Since the opening of the park in 2015, the areas around it have experienced gentrification with housing prices increasing 344% from 2012 to 2019 near the western half of the trail. In response, local alderman passed city ordinances prohibiting replacement of multifamily apartment buildings with single-family detached homes without specific zoning approval and imposing fees on developers who do so. Construction of Encuentro Square, an affordable housing development near the west end of the trail, was approved by the city in May 2022. Local advocacy groups incorporated a community land trust which received funding from the state of Illinois.

==Attractions==
Some attractions within the park include; The Bloomingdale Trail (multi-use path), several nature trails, picnic and seating areas, apiaries, Damen Arts Plaza, Humboldt Overlook, Milwaukee Bridge, St. Louis Overlook, and the Exelon Observatory at Ridgeway.
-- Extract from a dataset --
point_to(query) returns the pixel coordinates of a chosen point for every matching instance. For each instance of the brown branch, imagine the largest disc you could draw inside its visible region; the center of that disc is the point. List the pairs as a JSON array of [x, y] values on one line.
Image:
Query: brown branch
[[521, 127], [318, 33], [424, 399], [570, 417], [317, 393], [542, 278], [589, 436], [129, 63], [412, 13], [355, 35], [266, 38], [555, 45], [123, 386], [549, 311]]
Bloomingdale Trail Park also connects directly to other neighborhood parks and playgrounds.

==Connections to other parks==
Bloomingdale Trail Park is the backbone of The 606 connecting the multiple parks and trail network together.

===The 606===
The 606 consists of several linked parks along the Bloomingdale Trail including; Bloomingdale Trail Park, Walsh Park, Park No. 512 (Ashland Trailhead), Churchill Field Park, Julia de Burgos Park, and Park No. 567 (Ridgeway Trailhead). The numeric name is an homage to the city's ZIP Codes, the prefix for nearly all of which is 606.

==Bloomingdale Trail==

Bicycling west to east on the Bloomingdale Trail

The Bloomingdale Trail, part of the 606 Trail network, is a 2.7-mile (4.3 km) multi-use rail trail operated by the Chicago Park District that follows the former Bloomingdale rail line running east–west throughout the park between Ashland Avenue and Ridgeway Avenue. The surface of the trail is concrete with a blue rubberized running path flanking each side and is used by walkers, runners, and cyclists during park operating hours. The trail runs from east–west, Park No. 512 (Ashland Trailhead)/Walsh Park though Bloomingdale Trail Park to Park No. 579 (Ridgeway Trailhead) with several access points throughout.

===Extension===
In August 2023, Chicago Department of Transportation unveiled a plan to extend the Bloomingdale Trail east of Ashland Avenue. The plan is to take the trail over Ashland Avenue, underneath the Kennedy Expressway, and under the Metra rail lines corridor to connect with Elston Avenue, and eventually across the Chicago River connecting to the Lincoln Park neighborhood. The extension is planned to be completed by late 2027.